Hello

My
Story.
Small town kid, big curiosity. From football fields to building things that matter.
I grew up in a small river town in Michigan called Algonac. I was in the International Baccalaureate program, graduated third in my class with a 4.2 GPA, and was captain of the football team. I also ran track and ended up as the program’s all-time leading scorer and a Hall of Famer.
But even then, I liked building things just as much as competing.
I also grew up in a church my great grandfather started. Faith has always been a central part of my life. It shaped how I see people, how I lead, and how I believe people should be treated. I care a lot about treating people with kindness, with grace, and with the same patience that’s been shown to me. That doesn’t stop at church. It carries into my work, my teams, and how I build things.
That mindset followed me to the University of Detroit Mercy, where I studied software engineering with a leadership minor and ran track. I chose software engineering over computer science because I knew I didn’t just want to write code. I wanted to lead people and build things that actually help them. Along the way, I got published for my work in AI. Our team built Sylvester, a program that learned the language of Twitter through automatic annotation and classification, interpreting tweets in real time to determine how people feel about any given subject. It was published in New Trends in Information Technology in 2017.
During college, I worked as a tutor at the learning center. It started as helping students, but it turned into rebuilding their entire system. Scheduling, time tracking, reporting. Everything had been manual. I moved it online and dragged the whole operation out of the stone age.
Music & Ministry
At the same time, I was leading worship at my church, playing music, running events, and somehow balancing all of it. I still love that side of my life. Music, creativity, and working with people have always been a big part of who I am.
After graduating, Woodside didn’t want to lose me, so they created a role for me. I stepped into web development, database work, and solving problems that nobody else had time to touch. One of my first projects was cleaning up our database. I ended up deactivating about two thirds of it and building better systems to track real engagement. Some of that work eventually made its way into the main MinistryPlatform product.

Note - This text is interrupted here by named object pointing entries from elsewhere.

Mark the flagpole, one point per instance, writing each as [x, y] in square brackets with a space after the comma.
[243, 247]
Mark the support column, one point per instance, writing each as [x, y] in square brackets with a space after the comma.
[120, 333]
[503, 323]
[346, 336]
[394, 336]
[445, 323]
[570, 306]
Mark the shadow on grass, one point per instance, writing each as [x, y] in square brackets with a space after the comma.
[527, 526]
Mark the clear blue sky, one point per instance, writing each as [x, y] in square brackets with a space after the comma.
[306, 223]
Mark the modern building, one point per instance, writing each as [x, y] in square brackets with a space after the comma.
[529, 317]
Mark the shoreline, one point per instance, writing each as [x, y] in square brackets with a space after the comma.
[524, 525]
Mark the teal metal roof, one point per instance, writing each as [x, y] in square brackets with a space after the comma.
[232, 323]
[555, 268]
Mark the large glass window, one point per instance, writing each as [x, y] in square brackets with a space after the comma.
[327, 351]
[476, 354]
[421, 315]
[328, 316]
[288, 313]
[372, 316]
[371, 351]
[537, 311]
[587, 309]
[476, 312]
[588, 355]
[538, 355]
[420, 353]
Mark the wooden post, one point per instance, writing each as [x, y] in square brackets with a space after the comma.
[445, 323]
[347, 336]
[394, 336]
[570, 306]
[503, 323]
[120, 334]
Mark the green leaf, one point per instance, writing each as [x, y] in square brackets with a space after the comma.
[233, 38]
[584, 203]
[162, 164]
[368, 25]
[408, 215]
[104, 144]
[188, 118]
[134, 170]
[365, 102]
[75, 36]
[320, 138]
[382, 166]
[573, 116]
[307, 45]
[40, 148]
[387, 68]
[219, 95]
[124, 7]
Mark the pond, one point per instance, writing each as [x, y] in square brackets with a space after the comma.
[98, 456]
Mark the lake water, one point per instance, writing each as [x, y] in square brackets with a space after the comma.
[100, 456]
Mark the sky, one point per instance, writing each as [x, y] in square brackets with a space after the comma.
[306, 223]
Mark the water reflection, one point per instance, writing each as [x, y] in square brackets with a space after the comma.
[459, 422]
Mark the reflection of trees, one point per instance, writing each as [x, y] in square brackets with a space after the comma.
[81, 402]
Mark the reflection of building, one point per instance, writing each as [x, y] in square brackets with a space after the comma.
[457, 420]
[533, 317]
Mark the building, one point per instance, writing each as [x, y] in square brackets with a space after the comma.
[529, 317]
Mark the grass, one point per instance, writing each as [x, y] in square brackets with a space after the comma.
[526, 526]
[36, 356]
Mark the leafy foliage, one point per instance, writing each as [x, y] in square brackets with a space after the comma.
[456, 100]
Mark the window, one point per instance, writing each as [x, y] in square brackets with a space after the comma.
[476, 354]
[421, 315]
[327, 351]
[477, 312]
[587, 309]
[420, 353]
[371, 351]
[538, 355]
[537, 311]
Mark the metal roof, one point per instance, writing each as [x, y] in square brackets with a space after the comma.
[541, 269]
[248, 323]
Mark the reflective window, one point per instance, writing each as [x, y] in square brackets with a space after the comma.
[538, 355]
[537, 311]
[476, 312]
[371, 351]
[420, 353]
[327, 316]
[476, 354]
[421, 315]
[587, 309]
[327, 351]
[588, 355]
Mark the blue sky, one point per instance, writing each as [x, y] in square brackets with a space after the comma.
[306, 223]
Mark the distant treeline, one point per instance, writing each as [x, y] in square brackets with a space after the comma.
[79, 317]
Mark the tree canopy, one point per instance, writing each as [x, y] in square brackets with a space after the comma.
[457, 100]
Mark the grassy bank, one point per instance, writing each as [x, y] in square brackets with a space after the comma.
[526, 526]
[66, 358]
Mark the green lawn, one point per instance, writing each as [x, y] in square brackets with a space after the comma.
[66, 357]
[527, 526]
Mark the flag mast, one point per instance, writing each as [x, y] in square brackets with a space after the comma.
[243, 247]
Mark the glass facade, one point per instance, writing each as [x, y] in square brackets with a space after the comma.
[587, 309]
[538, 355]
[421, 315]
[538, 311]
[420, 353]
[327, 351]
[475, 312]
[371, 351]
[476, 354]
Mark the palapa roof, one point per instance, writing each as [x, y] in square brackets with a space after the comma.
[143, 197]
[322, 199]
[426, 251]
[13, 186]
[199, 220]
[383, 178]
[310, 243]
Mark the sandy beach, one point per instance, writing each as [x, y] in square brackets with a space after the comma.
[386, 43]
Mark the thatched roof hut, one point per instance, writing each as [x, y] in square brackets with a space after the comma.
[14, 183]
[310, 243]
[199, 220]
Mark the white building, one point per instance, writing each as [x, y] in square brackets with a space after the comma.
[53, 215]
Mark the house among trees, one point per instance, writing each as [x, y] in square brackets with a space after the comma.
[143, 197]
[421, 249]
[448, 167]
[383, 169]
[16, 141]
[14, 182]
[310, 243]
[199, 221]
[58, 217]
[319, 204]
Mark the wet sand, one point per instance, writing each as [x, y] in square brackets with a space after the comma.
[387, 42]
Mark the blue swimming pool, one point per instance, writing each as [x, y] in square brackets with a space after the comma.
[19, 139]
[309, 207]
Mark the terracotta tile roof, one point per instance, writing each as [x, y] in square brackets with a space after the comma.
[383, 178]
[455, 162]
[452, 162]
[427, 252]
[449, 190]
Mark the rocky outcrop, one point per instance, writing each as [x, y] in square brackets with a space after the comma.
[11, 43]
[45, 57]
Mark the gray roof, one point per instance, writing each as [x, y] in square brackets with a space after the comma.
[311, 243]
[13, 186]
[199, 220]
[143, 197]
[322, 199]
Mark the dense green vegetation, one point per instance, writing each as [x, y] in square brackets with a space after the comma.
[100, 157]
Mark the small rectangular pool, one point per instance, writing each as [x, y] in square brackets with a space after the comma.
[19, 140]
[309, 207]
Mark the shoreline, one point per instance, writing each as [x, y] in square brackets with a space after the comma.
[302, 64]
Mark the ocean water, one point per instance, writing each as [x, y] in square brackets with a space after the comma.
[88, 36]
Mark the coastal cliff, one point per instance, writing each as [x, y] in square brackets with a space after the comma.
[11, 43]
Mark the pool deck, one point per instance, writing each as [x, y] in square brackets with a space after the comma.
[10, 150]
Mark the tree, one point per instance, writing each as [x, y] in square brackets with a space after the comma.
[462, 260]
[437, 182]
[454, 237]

From there, I started my own business. I saw the same problems popping up across churches everywhere, so I began helping teams build better tools, better experiences, and better systems. A lot of what I do now lives at the intersection of product thinking, UX, and real-world ministry needs.
I care a lot about clarity. Not overwhelming people. Saying just enough, at the right time. Good design should feel obvious.
These days, I live in Clarkston, Michigan with my wife Sarah, our two kids, and two very different dogs. When I’m not building something, I’m probably playing music, flying with my wife, or chasing kids around the house.
Things I’ve built.
Full-stack platforms, developer tools, and side projects — here’s some of what I’ve been working on.
Church Hub
What started as an internal tool at Woodside Bible Church evolved into a full SaaS product. Church Hub is a modular Next.js platform that helps churches centralize operations, automate workflows, and build custom tools on top of their existing data. I started a business around it — implementing it across multiple churches to solve real operational problems at scale.
Dynamic Insights
Extended a static reporting platform into interactive dashboards with custom embedded widgets. Created a nested JSON framework for optimized data retrieval — this innovation inspired new features in the platform and became a development model across partner organizations.
MP Next
An open-source Next.js template for MinistryPlatform API integration. Provides authentication flows, data fetching patterns, and UI components — enabling other organizations to build modern web apps on top of the platform.
RoarTracker
A personal app to manage Detroit Lions season tickets — track attendance, resale, and spending data with intuitive dashboards and mobile-first UI.
Michigan born,
product obsessed.
Full-stack developer, musician, and lifelong sports fan based in Southeast Michigan. I build tools that make complexity feel simple.